Il s’ensuit que l’appelante a, à juste titre, été déboutée de ses demandes en obtention de dommages et intérêts pour licenciement abusif.
Le jugement est donc à confirmer sur ce point.
La demande de A en paiement du bonus de l’année 2016 a, également à bon droit, été rejetée par les juges de première instance dans la mesure où l’actuelle appelante n’était plus employée auprès de la sàrl S1 au moment de l’octroi, respectivement du paiement du bonus pour l’année 2016, qui est à considérer comme une libéralité, elle ne saurait s’en prévaloir conformément aux dispositions de l’article 5 de son contrat de travail.
— quant aux demandes sur base de l’article 240 du NCPC
17 Au vu du sort réservé à son appel et du fait que A est à condamner aux frais et dépens, sa demande en allocation d’une indemnité de procédure est à rejeter.

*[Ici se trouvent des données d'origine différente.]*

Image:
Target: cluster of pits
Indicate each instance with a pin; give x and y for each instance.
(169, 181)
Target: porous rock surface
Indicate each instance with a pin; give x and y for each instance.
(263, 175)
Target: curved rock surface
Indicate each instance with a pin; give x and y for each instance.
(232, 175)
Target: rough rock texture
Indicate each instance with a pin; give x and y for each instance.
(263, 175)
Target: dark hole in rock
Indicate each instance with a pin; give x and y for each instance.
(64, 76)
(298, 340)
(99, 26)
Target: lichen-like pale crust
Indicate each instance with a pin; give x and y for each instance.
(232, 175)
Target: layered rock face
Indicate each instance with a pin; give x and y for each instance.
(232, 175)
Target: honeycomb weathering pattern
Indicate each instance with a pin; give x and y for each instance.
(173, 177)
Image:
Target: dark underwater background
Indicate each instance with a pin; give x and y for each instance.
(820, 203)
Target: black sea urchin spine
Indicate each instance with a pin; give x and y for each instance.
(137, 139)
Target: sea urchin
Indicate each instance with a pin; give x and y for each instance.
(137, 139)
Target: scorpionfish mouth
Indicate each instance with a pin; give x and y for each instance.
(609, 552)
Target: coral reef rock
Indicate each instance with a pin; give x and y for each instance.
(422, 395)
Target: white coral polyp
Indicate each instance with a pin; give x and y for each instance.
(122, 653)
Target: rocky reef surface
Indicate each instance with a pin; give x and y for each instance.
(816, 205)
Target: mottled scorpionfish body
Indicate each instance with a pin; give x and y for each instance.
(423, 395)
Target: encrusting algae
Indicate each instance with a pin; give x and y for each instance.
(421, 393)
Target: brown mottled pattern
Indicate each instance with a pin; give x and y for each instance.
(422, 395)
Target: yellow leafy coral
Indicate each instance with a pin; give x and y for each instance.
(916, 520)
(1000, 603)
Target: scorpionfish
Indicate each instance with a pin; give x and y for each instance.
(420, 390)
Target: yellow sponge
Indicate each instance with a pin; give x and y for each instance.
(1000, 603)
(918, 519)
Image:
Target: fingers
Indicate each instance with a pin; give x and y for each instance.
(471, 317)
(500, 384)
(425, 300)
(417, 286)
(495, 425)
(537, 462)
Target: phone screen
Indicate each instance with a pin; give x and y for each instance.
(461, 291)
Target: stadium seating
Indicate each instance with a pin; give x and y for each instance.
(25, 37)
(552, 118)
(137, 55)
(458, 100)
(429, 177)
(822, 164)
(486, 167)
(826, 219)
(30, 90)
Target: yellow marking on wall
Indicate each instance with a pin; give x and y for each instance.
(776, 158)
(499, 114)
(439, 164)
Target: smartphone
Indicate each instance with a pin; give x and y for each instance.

Comme la sàrl S1 reste en défaut d’établir la condition d’iniquité requise par l’article 240 du NCPC, ses demandes en obtention d’une indemnité de procédure pour chacune des deux instances requièrent un rejet.
PAR CES MOTIFS :
la Cour d’appel, troisième chambre, siégeant en matière de droit du travail, statuant contradictoirement, sur le rapport oral du magistrat de la mise en état,
reçoit les appels, principal et incident, en la forme ;
dit que le code du travail est applicable,
dit non fondé l’appel principal,
déclare partiellement fondé l’appel incident,
par réformation du jugement entrepris, déclare suffisamment précis la première partie de la lettre de motivation du 13 décembre 2016 ; déclare recevable l’attestation testimoniale de T3 ;
confirme pour le surplus ; rejette les demandes respectives des parties sur base de l’article 240 du NCPC, condamne A aux frais et dépens avec distraction au profit de la société KLEYR GRASSO s.e.c.s. sur ses affirmations de droit.
La lecture du présent arrêt a été faite en la susdite audience publique par Madame l a présidente de chambre Ria LUTZ, en présence du greffier Isabelle HIPPERT.